Exercising to build up your butt and slim your stomach may seem contradictory, but with a little hard work and dedication, you can meet both of your objectives. You'll need a carefully balanced diet of high-protein and low-calorie foods to keep you on track, alongside a workout plan that tactfully mixes cardio and lower body exercises. It may sound daunting at first, but here are a few basic rules of thumb to help you on your way.
Losing Weight and Gaining Muscle Simultaneously
Losing weight and gaining muscle at the same time can be a bit tricky, but there are a few basic guidelines that should make things a bit easier to follow. When trying to lose weight and slim down, your primary concern should be calorie intake, and when you're trying to gain muscle, you should be focused on protein levels. To meet both requirements, all you need to do is eat protein-rich foods that don't have a lot of calories. Fish, chicken breast, and protein powder are all excellent food choices that fit the bill.
Exercises to Build Your Butt
If you want a larger rear, there is one exercise that absolutely needs to be a part of your routine: the squat. The squat offers a ton of benefits to the lower body and glutes, and is completely scalable. Whether you're just starting out or have been lifting for years, the squat must be an integral component of your butt-building workout. Much like the squat, the deadlift is another excellent butt exercise that should be rotated into your routine regularly for maximum results. Start off with light weights, or none at all, to avoid injury while perfecting your form, and as your strength builds, bump up the resistance to match.

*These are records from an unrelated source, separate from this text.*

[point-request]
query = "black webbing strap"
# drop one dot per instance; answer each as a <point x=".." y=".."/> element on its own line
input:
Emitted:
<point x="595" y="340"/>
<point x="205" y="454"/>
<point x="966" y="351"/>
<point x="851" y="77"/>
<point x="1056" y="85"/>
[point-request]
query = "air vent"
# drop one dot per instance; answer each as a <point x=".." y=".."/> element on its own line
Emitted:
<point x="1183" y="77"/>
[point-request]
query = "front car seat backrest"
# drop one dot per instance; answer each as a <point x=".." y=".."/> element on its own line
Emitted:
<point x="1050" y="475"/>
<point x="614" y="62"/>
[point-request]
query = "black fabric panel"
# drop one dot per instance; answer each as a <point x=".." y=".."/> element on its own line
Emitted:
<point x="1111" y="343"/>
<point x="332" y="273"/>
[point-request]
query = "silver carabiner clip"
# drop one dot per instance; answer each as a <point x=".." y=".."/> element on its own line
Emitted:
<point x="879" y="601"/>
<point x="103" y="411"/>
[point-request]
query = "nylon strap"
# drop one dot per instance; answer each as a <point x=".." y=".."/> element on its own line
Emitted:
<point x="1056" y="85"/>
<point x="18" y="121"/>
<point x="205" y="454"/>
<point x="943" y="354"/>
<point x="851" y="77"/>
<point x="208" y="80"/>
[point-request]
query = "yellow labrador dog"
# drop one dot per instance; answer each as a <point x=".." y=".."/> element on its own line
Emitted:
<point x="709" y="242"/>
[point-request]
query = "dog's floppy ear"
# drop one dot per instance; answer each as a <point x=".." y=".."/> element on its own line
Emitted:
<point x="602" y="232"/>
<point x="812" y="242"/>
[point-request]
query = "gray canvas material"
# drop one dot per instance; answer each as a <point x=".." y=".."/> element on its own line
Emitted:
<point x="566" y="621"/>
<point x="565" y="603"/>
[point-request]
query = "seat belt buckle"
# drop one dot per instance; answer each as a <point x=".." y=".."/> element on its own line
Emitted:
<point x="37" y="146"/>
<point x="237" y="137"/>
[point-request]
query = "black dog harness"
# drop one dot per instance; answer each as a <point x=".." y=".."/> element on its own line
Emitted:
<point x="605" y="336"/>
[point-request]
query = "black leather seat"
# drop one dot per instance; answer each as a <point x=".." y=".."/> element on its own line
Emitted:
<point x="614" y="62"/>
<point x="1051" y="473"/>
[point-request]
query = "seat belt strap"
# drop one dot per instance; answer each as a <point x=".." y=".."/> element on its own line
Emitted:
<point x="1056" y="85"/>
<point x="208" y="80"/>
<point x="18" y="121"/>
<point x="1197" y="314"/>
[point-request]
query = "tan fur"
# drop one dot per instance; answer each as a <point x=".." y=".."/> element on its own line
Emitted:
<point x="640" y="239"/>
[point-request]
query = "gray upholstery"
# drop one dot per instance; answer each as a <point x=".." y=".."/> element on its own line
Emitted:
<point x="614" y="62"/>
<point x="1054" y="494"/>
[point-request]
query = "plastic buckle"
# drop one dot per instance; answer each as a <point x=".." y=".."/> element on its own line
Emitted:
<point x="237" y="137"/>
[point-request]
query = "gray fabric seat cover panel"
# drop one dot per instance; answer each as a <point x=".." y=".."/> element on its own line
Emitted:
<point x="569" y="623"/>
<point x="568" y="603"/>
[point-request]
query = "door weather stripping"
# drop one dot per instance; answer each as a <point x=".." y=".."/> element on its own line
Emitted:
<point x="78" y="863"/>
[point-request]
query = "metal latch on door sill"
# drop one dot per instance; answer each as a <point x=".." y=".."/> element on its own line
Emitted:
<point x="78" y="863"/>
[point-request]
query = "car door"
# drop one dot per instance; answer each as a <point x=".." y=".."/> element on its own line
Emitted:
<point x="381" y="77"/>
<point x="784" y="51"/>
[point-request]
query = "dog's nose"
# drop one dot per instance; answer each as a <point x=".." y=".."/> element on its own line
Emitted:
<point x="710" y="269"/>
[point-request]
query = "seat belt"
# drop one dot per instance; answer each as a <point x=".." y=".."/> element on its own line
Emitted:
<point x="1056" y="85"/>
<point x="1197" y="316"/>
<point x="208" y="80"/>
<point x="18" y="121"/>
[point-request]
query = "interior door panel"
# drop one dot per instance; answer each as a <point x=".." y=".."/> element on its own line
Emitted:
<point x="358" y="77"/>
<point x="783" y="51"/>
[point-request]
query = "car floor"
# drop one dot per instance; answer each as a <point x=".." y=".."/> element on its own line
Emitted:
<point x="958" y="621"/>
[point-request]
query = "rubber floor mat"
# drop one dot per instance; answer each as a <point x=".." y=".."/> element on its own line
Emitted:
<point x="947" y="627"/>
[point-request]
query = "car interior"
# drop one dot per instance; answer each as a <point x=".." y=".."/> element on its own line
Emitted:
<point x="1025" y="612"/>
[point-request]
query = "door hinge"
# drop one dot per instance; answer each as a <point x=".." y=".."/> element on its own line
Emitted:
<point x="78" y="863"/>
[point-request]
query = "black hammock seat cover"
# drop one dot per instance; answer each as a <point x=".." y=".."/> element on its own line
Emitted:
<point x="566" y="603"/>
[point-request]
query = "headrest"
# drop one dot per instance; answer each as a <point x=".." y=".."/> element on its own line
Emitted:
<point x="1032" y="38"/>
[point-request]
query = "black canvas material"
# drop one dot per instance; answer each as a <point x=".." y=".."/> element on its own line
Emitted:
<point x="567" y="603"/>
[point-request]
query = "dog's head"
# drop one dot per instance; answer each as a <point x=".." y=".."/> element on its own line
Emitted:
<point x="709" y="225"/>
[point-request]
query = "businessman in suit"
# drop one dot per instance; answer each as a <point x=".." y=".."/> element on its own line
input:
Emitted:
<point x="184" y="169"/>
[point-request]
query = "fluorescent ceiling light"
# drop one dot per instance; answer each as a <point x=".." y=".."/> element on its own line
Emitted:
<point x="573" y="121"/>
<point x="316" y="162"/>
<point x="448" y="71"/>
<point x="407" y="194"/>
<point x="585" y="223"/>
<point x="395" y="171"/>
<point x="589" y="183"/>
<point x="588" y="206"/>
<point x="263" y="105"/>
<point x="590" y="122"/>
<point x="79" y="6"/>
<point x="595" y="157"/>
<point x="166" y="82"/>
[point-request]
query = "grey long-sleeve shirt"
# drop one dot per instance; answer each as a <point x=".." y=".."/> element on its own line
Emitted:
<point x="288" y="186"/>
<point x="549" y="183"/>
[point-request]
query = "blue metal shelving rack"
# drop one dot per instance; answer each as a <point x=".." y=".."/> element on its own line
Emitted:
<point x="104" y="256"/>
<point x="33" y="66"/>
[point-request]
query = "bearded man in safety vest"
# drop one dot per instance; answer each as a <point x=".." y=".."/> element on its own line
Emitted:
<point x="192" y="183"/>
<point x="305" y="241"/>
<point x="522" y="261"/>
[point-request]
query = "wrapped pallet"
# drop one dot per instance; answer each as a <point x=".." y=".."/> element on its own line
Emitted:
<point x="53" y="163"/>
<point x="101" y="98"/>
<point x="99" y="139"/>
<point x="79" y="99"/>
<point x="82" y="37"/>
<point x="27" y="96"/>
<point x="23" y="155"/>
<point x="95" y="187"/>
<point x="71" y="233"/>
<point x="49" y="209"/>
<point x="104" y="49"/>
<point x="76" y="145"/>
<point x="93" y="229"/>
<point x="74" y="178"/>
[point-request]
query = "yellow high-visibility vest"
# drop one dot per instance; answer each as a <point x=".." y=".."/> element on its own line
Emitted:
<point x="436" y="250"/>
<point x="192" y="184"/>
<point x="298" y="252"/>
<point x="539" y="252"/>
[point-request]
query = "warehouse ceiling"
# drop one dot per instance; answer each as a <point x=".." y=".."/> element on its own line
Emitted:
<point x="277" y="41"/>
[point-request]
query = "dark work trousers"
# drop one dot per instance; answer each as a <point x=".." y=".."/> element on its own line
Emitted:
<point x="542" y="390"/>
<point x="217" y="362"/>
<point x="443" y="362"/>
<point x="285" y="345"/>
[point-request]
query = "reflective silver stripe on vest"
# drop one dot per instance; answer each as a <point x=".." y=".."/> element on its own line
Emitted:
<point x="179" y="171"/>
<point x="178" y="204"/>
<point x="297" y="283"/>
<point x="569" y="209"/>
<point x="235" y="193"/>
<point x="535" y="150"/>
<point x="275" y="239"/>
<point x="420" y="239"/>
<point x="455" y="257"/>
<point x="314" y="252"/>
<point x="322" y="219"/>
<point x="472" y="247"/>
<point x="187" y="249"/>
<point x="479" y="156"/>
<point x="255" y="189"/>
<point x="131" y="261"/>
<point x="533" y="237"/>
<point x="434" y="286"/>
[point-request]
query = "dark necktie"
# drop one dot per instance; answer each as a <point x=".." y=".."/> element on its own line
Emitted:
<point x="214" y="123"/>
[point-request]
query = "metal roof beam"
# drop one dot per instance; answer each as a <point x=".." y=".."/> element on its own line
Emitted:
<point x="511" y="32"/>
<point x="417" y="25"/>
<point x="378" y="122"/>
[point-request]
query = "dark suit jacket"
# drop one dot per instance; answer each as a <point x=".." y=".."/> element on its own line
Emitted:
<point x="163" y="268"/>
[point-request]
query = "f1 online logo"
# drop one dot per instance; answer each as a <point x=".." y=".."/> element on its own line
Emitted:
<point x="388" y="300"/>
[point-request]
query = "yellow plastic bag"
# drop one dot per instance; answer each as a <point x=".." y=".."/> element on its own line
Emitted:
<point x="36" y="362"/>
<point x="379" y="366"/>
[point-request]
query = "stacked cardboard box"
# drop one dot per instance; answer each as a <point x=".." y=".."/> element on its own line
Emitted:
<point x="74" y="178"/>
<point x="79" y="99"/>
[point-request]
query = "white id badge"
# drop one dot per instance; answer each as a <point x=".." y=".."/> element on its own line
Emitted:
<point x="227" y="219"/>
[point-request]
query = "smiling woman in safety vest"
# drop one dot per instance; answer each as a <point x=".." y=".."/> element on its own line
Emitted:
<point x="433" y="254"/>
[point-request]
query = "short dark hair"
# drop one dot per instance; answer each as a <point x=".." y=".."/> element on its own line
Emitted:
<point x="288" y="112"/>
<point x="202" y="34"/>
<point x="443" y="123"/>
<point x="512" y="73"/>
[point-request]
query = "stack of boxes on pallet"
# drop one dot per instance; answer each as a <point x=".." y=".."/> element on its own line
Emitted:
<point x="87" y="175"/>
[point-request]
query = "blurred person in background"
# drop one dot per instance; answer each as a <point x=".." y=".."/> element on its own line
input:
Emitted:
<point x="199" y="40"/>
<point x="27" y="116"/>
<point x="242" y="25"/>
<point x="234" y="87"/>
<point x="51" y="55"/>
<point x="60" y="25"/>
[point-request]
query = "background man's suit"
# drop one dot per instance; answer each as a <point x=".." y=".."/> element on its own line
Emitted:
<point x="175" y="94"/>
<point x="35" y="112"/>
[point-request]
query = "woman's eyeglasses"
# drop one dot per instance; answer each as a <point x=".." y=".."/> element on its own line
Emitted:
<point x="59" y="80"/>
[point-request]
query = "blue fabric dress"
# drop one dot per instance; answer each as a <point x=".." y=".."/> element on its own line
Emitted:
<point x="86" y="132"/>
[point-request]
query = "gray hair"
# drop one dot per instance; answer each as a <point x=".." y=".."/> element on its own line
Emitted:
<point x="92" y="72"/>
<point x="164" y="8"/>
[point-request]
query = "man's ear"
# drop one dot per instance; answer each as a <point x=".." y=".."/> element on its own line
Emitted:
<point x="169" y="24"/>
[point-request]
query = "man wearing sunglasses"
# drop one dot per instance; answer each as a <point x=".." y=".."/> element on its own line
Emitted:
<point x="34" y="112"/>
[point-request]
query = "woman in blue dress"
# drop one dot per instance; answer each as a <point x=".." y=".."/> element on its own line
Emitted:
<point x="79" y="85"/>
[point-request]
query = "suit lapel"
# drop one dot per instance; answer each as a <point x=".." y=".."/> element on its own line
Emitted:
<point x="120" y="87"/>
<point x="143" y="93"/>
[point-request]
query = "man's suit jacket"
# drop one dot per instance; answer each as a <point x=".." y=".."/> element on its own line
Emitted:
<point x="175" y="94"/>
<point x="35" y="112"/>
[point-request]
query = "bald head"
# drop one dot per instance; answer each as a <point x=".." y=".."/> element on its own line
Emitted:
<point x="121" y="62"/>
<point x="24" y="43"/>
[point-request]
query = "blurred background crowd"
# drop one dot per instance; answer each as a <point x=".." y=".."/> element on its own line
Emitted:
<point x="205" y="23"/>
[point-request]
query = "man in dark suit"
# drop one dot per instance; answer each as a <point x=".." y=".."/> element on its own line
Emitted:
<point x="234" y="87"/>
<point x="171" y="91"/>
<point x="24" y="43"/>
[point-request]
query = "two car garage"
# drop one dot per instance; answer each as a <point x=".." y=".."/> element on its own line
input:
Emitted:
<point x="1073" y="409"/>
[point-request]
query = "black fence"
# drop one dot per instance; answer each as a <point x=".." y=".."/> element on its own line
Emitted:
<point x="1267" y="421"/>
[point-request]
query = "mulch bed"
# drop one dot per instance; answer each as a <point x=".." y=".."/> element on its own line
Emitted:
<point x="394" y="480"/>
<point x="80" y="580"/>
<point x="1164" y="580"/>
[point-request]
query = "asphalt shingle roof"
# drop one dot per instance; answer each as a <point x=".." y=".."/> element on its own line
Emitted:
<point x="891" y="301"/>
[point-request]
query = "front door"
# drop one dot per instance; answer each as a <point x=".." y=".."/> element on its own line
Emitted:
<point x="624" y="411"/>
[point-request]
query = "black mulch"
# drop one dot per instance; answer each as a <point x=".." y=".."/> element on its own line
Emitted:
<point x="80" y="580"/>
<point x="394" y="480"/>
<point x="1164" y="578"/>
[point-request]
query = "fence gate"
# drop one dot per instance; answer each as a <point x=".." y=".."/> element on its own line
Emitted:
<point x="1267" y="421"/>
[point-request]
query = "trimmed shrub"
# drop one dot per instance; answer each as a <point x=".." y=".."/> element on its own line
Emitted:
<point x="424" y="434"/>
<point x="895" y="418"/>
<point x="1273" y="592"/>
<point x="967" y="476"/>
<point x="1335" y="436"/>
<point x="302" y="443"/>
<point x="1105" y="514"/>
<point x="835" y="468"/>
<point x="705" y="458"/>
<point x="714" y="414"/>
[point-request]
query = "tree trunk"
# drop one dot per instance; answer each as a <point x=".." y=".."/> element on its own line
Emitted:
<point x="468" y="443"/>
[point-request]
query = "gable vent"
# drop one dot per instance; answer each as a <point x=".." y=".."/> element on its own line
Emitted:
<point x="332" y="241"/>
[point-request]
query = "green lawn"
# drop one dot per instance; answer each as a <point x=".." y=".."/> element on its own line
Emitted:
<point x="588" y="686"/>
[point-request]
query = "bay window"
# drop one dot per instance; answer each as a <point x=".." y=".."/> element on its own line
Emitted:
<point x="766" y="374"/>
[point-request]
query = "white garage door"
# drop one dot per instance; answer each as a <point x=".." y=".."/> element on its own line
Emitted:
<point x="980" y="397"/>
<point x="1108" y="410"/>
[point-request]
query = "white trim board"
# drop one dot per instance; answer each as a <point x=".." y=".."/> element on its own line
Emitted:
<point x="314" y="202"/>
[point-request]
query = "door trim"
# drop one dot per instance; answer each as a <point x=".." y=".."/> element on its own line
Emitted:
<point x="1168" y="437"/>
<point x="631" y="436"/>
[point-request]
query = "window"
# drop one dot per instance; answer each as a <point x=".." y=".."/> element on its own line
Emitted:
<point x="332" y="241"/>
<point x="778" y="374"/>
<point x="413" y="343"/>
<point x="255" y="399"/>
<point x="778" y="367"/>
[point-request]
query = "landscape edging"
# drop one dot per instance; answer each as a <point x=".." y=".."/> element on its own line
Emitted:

Exercises to Slim Your Stomach
Contrary to popular belief, the best exercise for a slim stomach is not the crunch or sit-up. Crunches and sit-ups, while important for strengthening your core, will not help your body lose fat, which is the primary reason your abs may not be visible in the first place. If you want to slim your stomach, you'll need to do cardio regularly. Running, jogging, and bicycling are all excellent examples of cardiovascular exercise that will get your heart rate into the fat-burning zone and help you lose inches around your stomach. Try to get at least half an hour of cardio exercise in per day, and keep your diet in check for best results.
How to Avoid Injuries and Overtraining
If you're running everyday and pushing yourself in the squat rack at the gym throughout the week, your legs may be prone to overtraining and injuries. Don't get knocked off track by an avoidable injury or burn out. Keep training the rest of your body while spending a little extra time on your target areas to keep your body well-rested and balanced. Avoid excessive amounts of cardio to keep your butt's progress on track, and mix up your routine frequently to keep overtraining and boredom at bay.